Cantored

June 13, 2014

Rep. Eric Cantor's epic failure to win his GOP primary has spawned a new term synonymous with the unforeseen dethronement of a powerful politician.

Cantor, the House majority leader, not only lost his primary in Virginia's 7th District -- he lost by double digits to an almost totally unknown college professor, Dave Brat, who pilloried Cantor for catering to wealthy corporate interests and for neglecting his district while serving as the House's number-two Republican. Nearly everyone, including the congressman's own pollster, had considered him the safest of safe bets for re-election.

Given the cataclysmic nature of Cantor's defeat, we expect over time that "getting Cantored" will supplant the phrase "getting primaried," which represents the threat of an incumbent facing a primary challenger who deems his or her opponent to be insufficiently conservative. As tea party standard-bearer Sarah Palin told Fox News last year: "Those who can’t stand strong to defend our republic, to defend our Constitution—heck yeah, they should be primaried, otherwise we are going down."

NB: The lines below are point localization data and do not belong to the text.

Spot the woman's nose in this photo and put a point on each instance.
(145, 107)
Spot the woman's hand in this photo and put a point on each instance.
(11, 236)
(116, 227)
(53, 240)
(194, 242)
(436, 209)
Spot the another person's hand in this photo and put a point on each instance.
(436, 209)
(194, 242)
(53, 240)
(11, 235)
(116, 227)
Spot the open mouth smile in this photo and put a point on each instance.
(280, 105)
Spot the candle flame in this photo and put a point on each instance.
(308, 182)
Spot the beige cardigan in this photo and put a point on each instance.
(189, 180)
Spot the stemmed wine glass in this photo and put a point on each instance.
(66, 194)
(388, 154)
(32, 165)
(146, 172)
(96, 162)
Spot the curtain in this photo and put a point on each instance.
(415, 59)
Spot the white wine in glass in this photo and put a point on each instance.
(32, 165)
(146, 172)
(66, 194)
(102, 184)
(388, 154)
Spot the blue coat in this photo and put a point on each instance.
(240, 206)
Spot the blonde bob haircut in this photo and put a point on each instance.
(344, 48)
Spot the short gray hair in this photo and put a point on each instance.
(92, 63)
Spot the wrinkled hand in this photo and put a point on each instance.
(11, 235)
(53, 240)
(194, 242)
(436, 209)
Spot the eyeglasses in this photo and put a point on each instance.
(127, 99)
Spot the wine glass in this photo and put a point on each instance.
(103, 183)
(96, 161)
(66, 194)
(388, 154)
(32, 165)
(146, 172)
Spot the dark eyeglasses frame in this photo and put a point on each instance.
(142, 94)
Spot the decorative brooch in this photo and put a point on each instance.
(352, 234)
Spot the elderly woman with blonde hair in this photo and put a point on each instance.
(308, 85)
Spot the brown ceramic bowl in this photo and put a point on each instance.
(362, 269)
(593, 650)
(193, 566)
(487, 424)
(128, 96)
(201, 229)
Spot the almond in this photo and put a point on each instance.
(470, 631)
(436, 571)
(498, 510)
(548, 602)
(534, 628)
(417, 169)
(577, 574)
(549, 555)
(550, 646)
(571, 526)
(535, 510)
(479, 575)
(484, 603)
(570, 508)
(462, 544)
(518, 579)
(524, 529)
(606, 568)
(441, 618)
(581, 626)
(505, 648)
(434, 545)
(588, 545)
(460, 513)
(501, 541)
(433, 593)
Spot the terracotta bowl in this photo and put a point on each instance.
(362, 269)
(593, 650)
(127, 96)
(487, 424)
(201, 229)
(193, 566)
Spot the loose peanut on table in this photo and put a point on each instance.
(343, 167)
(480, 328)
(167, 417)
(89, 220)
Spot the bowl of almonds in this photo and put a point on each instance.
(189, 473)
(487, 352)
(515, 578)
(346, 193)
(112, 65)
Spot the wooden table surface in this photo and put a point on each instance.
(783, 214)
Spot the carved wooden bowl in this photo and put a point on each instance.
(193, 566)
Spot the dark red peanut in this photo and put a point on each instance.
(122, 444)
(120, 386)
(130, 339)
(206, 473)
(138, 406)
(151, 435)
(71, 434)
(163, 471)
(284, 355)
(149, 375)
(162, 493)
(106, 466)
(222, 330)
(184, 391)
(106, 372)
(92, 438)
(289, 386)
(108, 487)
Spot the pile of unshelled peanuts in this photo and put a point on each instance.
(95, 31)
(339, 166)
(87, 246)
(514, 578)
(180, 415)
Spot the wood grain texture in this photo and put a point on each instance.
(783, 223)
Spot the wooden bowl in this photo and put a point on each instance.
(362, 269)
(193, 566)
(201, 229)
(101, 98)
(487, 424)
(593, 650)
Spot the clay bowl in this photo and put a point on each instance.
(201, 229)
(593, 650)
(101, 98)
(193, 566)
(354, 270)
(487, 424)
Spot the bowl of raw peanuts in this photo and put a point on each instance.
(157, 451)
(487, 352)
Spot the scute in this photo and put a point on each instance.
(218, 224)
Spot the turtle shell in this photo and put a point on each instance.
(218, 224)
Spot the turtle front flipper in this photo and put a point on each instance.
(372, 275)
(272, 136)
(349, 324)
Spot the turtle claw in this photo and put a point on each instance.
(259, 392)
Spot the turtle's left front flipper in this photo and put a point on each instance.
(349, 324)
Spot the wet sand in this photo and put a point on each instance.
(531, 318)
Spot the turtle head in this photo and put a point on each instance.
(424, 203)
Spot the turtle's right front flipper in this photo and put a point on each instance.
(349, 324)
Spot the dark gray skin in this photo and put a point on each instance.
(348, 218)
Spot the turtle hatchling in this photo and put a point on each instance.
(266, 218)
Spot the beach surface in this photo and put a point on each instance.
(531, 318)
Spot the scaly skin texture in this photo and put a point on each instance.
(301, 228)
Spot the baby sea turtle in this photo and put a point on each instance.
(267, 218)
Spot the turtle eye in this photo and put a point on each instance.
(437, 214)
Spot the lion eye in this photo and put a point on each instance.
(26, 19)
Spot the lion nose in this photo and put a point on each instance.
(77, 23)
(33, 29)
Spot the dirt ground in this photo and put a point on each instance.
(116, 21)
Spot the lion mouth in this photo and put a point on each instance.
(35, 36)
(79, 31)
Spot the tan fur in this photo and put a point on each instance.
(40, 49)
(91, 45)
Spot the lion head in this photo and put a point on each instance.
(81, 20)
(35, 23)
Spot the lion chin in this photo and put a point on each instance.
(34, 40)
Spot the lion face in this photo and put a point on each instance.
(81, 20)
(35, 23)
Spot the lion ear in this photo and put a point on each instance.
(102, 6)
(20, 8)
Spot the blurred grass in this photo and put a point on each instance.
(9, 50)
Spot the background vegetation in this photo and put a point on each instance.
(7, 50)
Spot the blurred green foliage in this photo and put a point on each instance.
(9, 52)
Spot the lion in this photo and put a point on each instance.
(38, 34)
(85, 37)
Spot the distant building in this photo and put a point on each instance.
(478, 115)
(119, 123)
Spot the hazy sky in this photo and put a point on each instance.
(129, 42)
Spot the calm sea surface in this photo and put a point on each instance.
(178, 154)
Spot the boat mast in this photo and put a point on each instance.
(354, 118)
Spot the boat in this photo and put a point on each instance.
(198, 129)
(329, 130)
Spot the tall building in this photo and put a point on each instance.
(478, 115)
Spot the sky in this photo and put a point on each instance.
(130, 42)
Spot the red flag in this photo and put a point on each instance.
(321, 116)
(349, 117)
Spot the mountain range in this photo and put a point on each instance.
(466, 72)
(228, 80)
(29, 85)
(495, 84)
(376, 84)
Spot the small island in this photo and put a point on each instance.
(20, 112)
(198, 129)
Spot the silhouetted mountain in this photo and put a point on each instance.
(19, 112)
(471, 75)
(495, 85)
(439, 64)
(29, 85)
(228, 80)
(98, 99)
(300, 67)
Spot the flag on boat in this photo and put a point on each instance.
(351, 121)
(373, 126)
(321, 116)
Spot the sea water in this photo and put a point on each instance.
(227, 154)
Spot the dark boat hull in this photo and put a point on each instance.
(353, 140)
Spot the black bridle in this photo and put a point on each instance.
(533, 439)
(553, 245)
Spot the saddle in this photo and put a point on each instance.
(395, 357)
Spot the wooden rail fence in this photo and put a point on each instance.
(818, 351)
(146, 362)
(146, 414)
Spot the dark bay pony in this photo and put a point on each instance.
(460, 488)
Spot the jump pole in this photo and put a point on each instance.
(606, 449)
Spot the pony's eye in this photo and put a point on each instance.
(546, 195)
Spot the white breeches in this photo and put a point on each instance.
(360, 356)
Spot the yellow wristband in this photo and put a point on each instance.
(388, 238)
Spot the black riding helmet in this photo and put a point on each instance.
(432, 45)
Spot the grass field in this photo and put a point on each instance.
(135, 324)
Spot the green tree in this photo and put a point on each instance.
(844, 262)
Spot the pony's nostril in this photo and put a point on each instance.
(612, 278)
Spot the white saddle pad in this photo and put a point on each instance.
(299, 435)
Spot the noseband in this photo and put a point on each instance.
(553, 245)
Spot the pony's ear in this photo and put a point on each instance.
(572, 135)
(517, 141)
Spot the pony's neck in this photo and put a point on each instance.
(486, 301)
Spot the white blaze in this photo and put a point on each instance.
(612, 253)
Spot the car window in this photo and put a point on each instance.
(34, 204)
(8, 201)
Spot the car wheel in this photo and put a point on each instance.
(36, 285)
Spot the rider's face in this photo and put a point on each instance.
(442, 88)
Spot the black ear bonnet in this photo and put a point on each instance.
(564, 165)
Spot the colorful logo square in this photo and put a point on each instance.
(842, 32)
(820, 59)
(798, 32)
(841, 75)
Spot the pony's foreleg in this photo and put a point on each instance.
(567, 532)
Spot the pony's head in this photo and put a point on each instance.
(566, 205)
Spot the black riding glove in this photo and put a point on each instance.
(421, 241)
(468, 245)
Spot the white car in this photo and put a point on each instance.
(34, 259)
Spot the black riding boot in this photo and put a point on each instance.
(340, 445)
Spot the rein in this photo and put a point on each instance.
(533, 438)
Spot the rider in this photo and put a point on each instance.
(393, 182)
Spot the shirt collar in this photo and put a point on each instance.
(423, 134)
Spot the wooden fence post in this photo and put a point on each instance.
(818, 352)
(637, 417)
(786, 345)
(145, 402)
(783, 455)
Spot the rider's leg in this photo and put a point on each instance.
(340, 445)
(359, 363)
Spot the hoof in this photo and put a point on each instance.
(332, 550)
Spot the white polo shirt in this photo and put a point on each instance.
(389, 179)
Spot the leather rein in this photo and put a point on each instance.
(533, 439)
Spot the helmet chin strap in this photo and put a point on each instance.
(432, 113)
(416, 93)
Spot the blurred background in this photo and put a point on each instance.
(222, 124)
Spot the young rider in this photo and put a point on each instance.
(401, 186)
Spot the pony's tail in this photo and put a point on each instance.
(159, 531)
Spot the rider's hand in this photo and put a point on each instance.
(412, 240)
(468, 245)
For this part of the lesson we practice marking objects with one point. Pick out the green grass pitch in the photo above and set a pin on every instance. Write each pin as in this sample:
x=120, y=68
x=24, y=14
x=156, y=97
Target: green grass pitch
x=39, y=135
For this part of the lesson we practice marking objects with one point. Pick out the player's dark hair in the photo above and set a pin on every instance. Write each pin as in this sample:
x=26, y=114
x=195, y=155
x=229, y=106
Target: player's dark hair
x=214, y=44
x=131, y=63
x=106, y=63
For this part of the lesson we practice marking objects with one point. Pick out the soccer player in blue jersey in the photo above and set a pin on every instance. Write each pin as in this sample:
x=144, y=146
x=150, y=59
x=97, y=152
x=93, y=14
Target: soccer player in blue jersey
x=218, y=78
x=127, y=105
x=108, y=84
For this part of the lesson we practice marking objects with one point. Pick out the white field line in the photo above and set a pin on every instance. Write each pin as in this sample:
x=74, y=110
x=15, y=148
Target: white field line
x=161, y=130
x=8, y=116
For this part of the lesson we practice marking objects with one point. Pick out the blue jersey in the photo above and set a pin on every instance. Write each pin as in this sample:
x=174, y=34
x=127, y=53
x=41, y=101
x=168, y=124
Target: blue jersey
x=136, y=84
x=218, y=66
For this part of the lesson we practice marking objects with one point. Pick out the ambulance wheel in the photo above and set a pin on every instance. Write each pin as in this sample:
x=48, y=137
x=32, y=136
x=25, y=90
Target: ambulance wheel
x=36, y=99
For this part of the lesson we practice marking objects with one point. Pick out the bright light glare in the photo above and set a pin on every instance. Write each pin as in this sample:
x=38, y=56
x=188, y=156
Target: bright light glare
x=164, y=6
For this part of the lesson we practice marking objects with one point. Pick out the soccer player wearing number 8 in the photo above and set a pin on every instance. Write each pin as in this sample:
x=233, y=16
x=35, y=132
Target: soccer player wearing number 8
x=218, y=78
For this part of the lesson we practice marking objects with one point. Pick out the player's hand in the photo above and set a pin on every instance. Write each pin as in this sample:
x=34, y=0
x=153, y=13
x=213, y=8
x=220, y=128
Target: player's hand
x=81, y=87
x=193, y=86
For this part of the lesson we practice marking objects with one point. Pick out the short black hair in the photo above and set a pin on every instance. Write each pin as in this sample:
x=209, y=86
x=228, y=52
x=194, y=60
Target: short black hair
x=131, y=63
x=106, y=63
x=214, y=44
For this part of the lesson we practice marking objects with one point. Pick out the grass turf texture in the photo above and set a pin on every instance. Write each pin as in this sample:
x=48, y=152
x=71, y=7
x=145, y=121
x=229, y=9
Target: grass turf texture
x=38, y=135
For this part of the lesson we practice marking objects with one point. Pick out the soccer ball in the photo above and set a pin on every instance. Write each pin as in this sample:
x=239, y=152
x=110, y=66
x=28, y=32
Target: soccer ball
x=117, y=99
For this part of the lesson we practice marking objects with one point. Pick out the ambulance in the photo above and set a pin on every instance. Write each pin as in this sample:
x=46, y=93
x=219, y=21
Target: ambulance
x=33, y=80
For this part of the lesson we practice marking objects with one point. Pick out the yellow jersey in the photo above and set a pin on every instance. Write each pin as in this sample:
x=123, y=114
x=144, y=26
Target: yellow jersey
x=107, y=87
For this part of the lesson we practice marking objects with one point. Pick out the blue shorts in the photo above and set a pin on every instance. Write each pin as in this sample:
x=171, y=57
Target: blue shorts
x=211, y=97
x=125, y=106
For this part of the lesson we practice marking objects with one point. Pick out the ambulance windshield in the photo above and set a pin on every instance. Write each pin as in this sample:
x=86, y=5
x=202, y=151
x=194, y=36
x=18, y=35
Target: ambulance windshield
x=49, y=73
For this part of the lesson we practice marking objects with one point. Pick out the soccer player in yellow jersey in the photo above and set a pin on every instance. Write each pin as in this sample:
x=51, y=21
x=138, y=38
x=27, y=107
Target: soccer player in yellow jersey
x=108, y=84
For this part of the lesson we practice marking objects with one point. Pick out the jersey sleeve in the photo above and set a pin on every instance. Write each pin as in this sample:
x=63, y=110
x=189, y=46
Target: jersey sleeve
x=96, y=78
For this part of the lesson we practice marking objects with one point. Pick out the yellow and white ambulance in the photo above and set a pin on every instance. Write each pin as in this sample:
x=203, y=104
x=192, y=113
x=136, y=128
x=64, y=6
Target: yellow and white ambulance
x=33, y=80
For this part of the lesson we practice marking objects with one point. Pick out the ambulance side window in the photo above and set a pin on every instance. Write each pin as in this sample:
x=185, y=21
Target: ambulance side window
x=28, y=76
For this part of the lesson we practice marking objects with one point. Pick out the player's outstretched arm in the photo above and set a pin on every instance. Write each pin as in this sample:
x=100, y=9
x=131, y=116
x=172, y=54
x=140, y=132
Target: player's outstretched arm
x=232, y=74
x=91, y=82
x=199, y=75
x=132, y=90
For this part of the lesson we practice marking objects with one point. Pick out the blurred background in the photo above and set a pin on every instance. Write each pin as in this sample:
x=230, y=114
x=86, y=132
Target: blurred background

Such usage has become highly dismaying to those who have faced such a situation. “When did ‘primary’ become a verb?” Sen. Lisa Murkowski, R-Alaska, asked one of us. “Good heavens, it used to be that a primary was a process; now it’s a verbal threat. It’s maddening."

Murkowski escaped Cantor's fate in one of the most unusual ways in political history. A moderate on some social issues, she lost in the 2010 GOP contest to tea party favorite Joe Miller. But with the slogan “Let’s Make History,” she decided to run in the general election as a write-in candidate and beat Miller by four percentage points.